Two volunteer health workers, who are also good friends, share a joke as they relax after giving a health education demonstration in their village. They are part of a programme supported by the British Red Cross to improve access to health care in 73 villages. (Photo: Mandy George / IFRC)

Fiji

Aid worker Isara Iose Skype calls his wife and two-year-old son.

Isara Iose makes a Skype call to his wife Mau and two-year-old son Tau back in Samoa. Isara has been working in Fijian villages ravaged by Tropical Cyclone Winston. He has been supervising the building of new communal and household toilets. (Photo: Navinesh Kumar / IFRC)

Philippines

Red Cross volunteer Helbert leads a warm up before a Zumba class in the Philippines

Red Cross volunteer Helbert warms up the crowd before a Zumba class, one of the activities the Philippine Red Cross health team in Cebu organise. Aside from the fun and social spirit these sessions bring, community health volunteers measure the blood pressure of local residents every three months to check on individual progress. (Photo: Cheryl Ravelo Gagalac / IFRC)

Japan

Student volunteers in Japan, enjoy a bit of fun after spending the day learning about becoming nurses in a Japanese Red Cross hospital.

Student volunteers in Japan, enjoy a bit of fun after spending the day learning about becoming nurses in a Japanese Red Cross hospital. (Photo: Japanese Red Cross Society) 

Columbia

Red Cross workers in Noanamá, west Columbia, look at a document by torchlight.

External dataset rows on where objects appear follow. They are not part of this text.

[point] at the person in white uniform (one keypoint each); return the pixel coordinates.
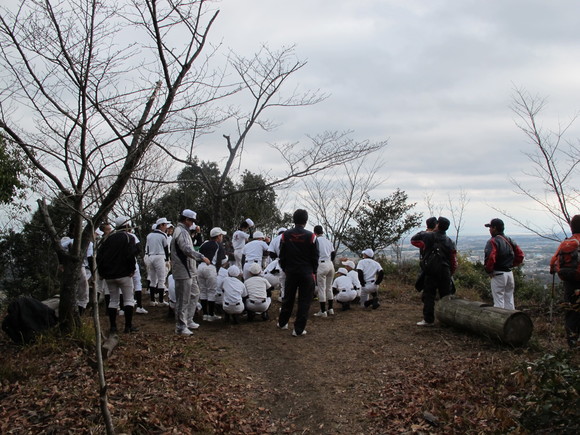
(343, 287)
(370, 275)
(259, 293)
(274, 253)
(234, 294)
(253, 252)
(325, 273)
(239, 240)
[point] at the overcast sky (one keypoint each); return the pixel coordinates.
(434, 77)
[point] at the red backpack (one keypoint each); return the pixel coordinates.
(567, 264)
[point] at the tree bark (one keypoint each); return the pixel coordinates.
(508, 326)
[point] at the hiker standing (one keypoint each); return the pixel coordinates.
(569, 272)
(439, 263)
(501, 254)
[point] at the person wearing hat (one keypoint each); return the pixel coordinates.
(116, 263)
(183, 261)
(500, 255)
(437, 278)
(273, 271)
(156, 258)
(353, 275)
(254, 252)
(207, 273)
(571, 285)
(370, 275)
(343, 288)
(299, 261)
(235, 293)
(240, 238)
(259, 293)
(325, 273)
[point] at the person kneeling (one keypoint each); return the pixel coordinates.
(234, 294)
(259, 293)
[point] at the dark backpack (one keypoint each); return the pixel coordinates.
(27, 318)
(567, 264)
(435, 260)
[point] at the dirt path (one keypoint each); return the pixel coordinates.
(330, 380)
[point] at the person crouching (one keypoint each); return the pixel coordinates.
(259, 293)
(234, 293)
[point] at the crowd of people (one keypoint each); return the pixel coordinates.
(194, 276)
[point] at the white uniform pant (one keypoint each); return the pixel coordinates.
(366, 290)
(246, 272)
(258, 305)
(156, 270)
(237, 308)
(502, 289)
(345, 296)
(207, 279)
(121, 285)
(238, 254)
(324, 278)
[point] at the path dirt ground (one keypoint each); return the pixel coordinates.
(357, 372)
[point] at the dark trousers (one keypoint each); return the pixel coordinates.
(434, 283)
(303, 283)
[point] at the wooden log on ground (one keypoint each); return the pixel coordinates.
(508, 326)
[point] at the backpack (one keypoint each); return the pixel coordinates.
(567, 264)
(434, 260)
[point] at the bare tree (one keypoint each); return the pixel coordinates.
(264, 80)
(98, 99)
(457, 209)
(334, 197)
(555, 163)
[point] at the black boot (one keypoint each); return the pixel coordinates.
(112, 313)
(129, 319)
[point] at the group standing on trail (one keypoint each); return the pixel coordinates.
(202, 277)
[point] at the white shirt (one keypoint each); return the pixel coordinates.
(325, 248)
(342, 282)
(234, 291)
(256, 287)
(255, 250)
(370, 268)
(239, 239)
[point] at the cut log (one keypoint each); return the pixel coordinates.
(508, 326)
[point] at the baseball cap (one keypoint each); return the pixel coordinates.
(349, 263)
(190, 214)
(122, 221)
(234, 271)
(162, 221)
(497, 223)
(255, 269)
(217, 231)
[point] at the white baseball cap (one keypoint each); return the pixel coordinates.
(255, 269)
(161, 221)
(217, 231)
(234, 271)
(122, 221)
(189, 214)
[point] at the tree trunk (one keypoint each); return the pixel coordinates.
(508, 326)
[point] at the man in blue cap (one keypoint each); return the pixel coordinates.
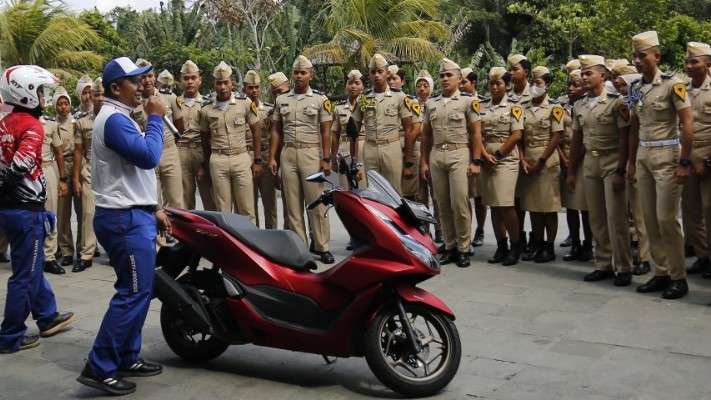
(126, 224)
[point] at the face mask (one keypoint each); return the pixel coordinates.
(537, 91)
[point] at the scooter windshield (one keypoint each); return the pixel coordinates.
(379, 189)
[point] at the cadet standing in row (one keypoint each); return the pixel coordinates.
(302, 120)
(190, 144)
(662, 165)
(224, 126)
(451, 153)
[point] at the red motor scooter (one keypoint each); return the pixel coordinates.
(260, 289)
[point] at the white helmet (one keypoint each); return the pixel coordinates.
(19, 84)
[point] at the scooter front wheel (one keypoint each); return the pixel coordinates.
(394, 362)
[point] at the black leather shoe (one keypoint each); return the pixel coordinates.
(82, 265)
(501, 249)
(463, 260)
(574, 251)
(700, 265)
(113, 386)
(585, 254)
(141, 368)
(51, 267)
(478, 238)
(60, 323)
(623, 279)
(676, 290)
(598, 275)
(656, 284)
(642, 268)
(27, 342)
(326, 257)
(567, 242)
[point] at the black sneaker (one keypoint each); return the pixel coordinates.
(28, 342)
(141, 368)
(60, 322)
(113, 386)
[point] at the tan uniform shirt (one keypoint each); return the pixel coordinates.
(657, 105)
(301, 116)
(599, 118)
(190, 110)
(228, 123)
(381, 114)
(449, 118)
(540, 123)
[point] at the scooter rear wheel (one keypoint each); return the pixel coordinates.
(392, 360)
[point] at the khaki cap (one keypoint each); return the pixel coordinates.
(252, 78)
(355, 74)
(189, 67)
(496, 73)
(515, 59)
(572, 65)
(277, 79)
(377, 61)
(645, 40)
(695, 49)
(446, 64)
(591, 60)
(82, 84)
(166, 78)
(540, 71)
(302, 63)
(222, 71)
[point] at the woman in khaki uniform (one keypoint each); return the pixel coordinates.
(502, 126)
(574, 201)
(540, 181)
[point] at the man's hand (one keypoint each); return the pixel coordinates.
(154, 106)
(163, 221)
(326, 167)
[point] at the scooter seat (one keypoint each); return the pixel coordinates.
(283, 247)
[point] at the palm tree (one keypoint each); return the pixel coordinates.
(41, 32)
(402, 29)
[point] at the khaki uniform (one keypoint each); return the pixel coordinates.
(230, 162)
(381, 115)
(540, 192)
(572, 200)
(300, 116)
(497, 184)
(449, 118)
(191, 155)
(697, 191)
(265, 185)
(82, 134)
(657, 161)
(51, 173)
(599, 119)
(66, 130)
(168, 172)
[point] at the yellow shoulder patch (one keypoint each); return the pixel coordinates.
(680, 90)
(517, 112)
(476, 106)
(558, 113)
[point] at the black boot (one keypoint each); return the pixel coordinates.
(574, 251)
(502, 248)
(585, 251)
(546, 253)
(513, 255)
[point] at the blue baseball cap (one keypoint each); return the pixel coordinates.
(122, 67)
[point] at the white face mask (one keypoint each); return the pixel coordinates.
(538, 91)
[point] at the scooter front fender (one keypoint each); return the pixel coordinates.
(413, 294)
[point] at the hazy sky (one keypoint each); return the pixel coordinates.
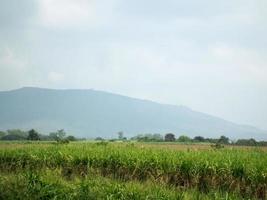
(208, 55)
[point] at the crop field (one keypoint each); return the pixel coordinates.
(113, 170)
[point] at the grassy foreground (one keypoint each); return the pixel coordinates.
(129, 171)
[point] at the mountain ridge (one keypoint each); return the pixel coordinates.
(90, 113)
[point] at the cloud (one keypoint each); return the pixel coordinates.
(55, 77)
(66, 13)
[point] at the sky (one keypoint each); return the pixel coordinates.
(208, 55)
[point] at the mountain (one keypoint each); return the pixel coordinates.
(91, 113)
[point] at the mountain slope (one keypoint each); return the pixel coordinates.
(90, 113)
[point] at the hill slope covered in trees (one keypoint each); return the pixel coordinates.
(90, 113)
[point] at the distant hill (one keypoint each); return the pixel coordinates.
(90, 113)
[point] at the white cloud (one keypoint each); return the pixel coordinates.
(66, 13)
(55, 77)
(9, 60)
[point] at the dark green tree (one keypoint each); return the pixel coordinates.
(169, 137)
(33, 135)
(184, 138)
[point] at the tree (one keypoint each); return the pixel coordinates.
(184, 138)
(169, 137)
(245, 142)
(33, 135)
(223, 140)
(71, 138)
(120, 135)
(58, 136)
(199, 139)
(2, 133)
(18, 132)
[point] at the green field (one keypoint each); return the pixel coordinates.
(86, 170)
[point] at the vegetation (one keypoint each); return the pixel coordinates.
(17, 134)
(127, 167)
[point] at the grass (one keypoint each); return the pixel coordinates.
(175, 171)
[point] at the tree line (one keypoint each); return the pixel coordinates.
(170, 137)
(17, 134)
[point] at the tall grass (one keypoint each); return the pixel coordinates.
(240, 171)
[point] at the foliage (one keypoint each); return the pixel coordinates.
(33, 135)
(169, 137)
(184, 138)
(249, 142)
(148, 138)
(120, 135)
(243, 172)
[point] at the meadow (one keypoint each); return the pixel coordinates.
(126, 170)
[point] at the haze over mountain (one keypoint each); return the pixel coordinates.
(91, 113)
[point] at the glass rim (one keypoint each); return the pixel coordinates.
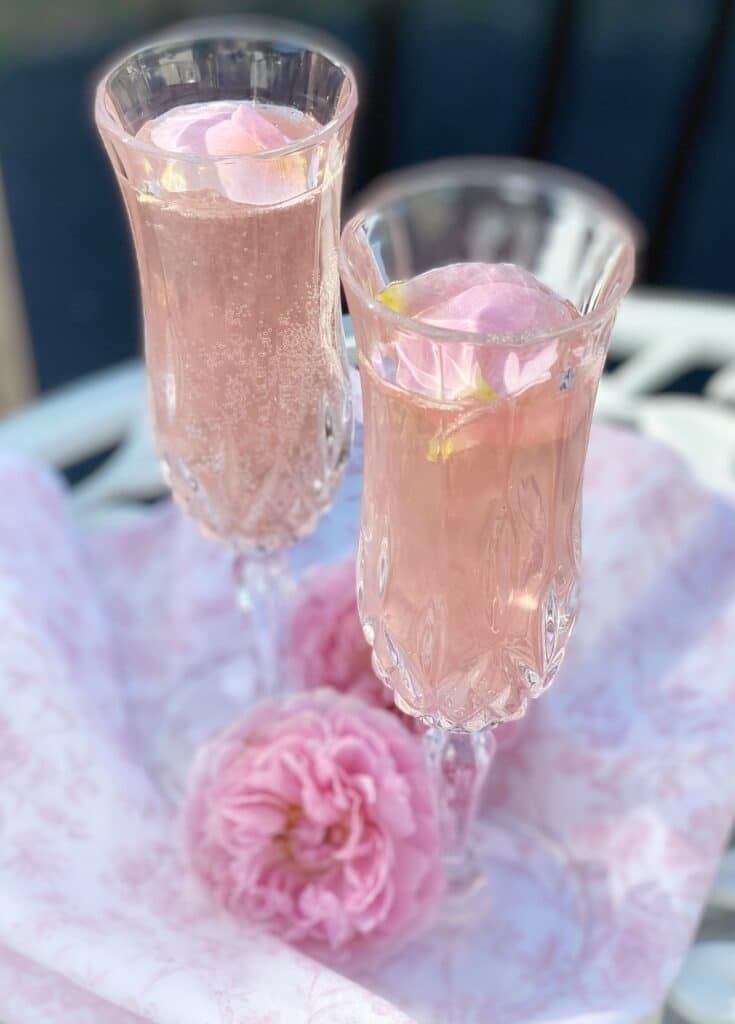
(257, 27)
(479, 170)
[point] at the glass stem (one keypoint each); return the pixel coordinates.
(264, 587)
(459, 763)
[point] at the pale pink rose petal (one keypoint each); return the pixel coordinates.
(478, 298)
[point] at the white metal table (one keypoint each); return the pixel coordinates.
(661, 341)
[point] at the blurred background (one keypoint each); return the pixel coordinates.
(639, 94)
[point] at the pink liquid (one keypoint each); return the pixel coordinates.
(469, 549)
(249, 386)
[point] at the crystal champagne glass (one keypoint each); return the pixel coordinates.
(475, 443)
(228, 141)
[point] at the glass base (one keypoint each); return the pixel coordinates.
(524, 907)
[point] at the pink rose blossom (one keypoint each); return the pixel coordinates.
(315, 819)
(325, 641)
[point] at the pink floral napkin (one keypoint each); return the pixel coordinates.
(607, 818)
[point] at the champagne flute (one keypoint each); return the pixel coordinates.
(228, 140)
(475, 444)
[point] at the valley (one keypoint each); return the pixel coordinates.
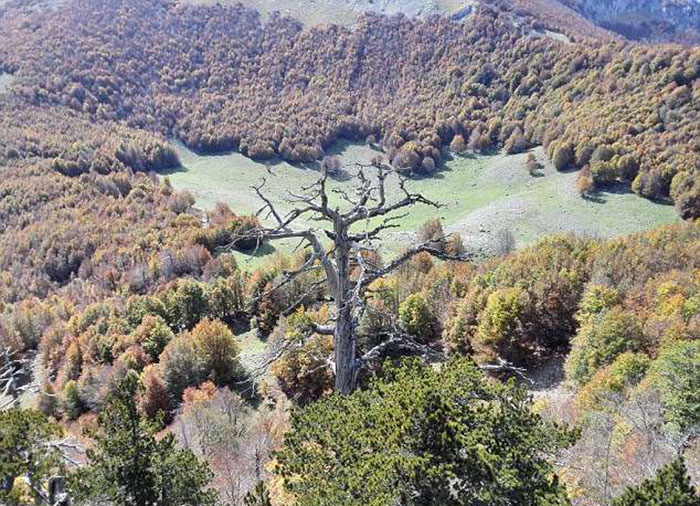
(532, 340)
(481, 194)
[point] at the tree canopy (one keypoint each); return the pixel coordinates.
(419, 435)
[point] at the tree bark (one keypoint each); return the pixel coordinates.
(344, 342)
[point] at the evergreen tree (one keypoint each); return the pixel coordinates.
(129, 466)
(670, 487)
(423, 436)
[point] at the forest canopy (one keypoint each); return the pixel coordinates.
(218, 78)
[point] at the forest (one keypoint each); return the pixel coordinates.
(219, 78)
(123, 373)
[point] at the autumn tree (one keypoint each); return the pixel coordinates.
(670, 487)
(354, 232)
(129, 465)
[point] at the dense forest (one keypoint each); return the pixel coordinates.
(219, 78)
(131, 302)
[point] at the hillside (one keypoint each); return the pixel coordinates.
(326, 257)
(654, 20)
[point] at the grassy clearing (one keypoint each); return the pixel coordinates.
(481, 195)
(343, 12)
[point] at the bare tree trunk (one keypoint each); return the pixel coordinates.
(344, 353)
(368, 202)
(344, 342)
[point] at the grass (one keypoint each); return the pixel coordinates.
(480, 195)
(342, 12)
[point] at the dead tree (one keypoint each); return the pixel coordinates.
(352, 232)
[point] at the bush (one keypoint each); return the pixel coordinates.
(625, 372)
(676, 374)
(501, 324)
(153, 334)
(217, 350)
(181, 366)
(417, 318)
(670, 487)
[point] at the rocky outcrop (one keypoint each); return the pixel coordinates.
(673, 20)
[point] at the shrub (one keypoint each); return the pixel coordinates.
(153, 334)
(676, 374)
(217, 350)
(417, 318)
(669, 487)
(181, 366)
(501, 324)
(626, 371)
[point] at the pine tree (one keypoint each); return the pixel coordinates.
(670, 487)
(423, 437)
(259, 496)
(129, 466)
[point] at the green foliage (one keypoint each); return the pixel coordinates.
(420, 435)
(72, 404)
(597, 298)
(523, 302)
(670, 487)
(501, 323)
(130, 466)
(259, 496)
(182, 366)
(417, 317)
(25, 435)
(303, 371)
(600, 341)
(217, 350)
(676, 374)
(154, 334)
(186, 305)
(611, 382)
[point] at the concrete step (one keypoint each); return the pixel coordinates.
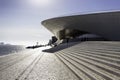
(92, 64)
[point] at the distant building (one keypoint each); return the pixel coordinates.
(106, 25)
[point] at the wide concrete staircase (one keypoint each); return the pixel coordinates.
(93, 60)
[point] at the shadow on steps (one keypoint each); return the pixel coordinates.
(60, 47)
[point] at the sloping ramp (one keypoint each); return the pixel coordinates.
(97, 60)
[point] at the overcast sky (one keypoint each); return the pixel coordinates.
(20, 19)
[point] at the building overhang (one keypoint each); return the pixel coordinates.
(105, 24)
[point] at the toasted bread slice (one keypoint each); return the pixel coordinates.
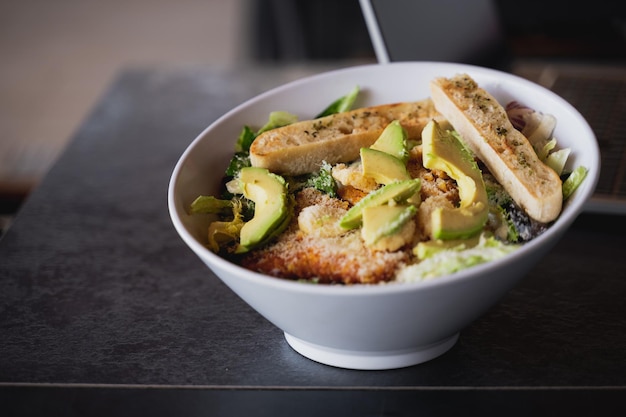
(485, 127)
(301, 147)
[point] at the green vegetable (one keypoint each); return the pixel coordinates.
(225, 234)
(341, 104)
(573, 181)
(245, 139)
(323, 180)
(456, 259)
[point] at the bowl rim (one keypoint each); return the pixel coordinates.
(567, 216)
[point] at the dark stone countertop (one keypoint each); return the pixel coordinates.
(103, 306)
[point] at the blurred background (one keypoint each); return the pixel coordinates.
(58, 57)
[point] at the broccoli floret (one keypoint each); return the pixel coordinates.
(508, 220)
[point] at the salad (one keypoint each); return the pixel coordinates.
(414, 204)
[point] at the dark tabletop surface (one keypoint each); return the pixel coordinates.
(105, 311)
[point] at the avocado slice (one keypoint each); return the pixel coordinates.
(271, 209)
(382, 167)
(397, 191)
(443, 151)
(393, 140)
(383, 226)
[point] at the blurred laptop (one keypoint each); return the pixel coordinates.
(473, 32)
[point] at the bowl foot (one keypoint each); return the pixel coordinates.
(351, 359)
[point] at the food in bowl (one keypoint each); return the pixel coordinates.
(394, 192)
(408, 323)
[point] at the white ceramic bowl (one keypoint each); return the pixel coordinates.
(380, 326)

Red Cross workers in Noanamá, west Columbia. The village is only accessible by boat and is hours away from the nearest town. Armed conflict has affected the country for more than 50 years, and more than 8 million people live in inaccessible areas like Noanamá. Very few humanitarian organisations are able to get access to these communities. (Photo: Juan Arredondo/Getty/ICRC)

Play your part

Chief executive Mike Adamson said: “You don’t have to volunteer in a warzone to make a difference. You can be a humanitarian hero in your own community.

“Imagine if all of us committed to learning just a few first aid skills to help others, for example. And in a time when some may seek to encourage tensions between communities, we can all make the effort to encourage tolerance and inclusion.

“Let’s work together to do everything we can to help those most in need, whether they are across the globe or around the corner.”